Wednesday, April 1, 2009

The economy

I heard Greens co-leader Russel Norman on the radio the
other day saying that a reduction in the use of plastic bags
would be ‘good for the environment.’ It crystallized some
thoughts I’d been having about the way we think and talk
about ‘the economy,’ which is generally confined within
fairly narrow parameters, most of them numerical:
interest rates, share prices, percentages, growth figures
etc. The economy, global or national, is much, more than
that, of course, but you wouldn’t know it from the public
discourse that passes as economic analysis and debate.

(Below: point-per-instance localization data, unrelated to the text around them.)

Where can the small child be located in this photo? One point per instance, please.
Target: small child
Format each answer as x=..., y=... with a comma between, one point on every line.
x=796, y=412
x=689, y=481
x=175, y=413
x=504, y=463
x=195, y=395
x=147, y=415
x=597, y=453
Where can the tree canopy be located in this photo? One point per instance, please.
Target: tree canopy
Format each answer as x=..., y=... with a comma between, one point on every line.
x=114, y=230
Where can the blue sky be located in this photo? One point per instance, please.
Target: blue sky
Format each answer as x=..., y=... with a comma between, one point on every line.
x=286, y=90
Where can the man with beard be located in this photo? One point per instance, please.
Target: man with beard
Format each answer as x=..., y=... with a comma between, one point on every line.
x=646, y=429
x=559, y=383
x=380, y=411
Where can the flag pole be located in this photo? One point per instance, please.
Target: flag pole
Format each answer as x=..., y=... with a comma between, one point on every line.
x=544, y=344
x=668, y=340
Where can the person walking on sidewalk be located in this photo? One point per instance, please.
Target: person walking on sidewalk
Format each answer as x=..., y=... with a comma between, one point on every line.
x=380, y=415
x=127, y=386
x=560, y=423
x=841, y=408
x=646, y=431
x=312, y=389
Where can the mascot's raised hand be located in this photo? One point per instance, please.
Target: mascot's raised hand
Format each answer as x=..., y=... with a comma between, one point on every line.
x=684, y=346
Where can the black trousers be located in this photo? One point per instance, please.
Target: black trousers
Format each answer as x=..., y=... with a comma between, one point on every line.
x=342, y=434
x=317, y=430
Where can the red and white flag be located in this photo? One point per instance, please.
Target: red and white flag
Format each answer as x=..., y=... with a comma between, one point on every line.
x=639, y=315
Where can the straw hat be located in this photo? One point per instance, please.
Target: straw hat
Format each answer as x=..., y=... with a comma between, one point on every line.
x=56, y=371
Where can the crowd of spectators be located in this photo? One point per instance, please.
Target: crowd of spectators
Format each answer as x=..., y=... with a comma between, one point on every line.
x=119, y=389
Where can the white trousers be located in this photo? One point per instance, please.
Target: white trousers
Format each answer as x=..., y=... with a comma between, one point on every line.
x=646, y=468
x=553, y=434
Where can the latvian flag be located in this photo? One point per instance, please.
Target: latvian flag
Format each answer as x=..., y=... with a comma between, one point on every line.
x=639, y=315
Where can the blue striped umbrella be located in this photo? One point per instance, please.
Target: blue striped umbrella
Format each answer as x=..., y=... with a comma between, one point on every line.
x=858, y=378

It’s not just the exchange or movement of money and
commodities, it’s the way we live and what we do in order
to survive and how the planet copes as well. Here lies the
danger in talking about ‘the environment’ as if it were
something discrete and separately definable, like, say,
‘industry’ or 'education.’ Actually, the environment is the
economy is the environment; it’s all one. The Greens
should talk less about ‘the environment’ and more about
'the economy,’ not only because it’s more realistic but
because it'll keep them from being partitioned off in the
public mind as people concerned only with nature and
trees and wildlife, and from thereby being politically
diminished as a sectional interest group. I know they
understand this: they just need to say it more clearly.
Reducing the use of plastic bags is good for the economy
full stop. Every time you find yourself about to say ‘the
environment,’ pause and say ‘the economy' instead. It
will take you interesting places in your mind.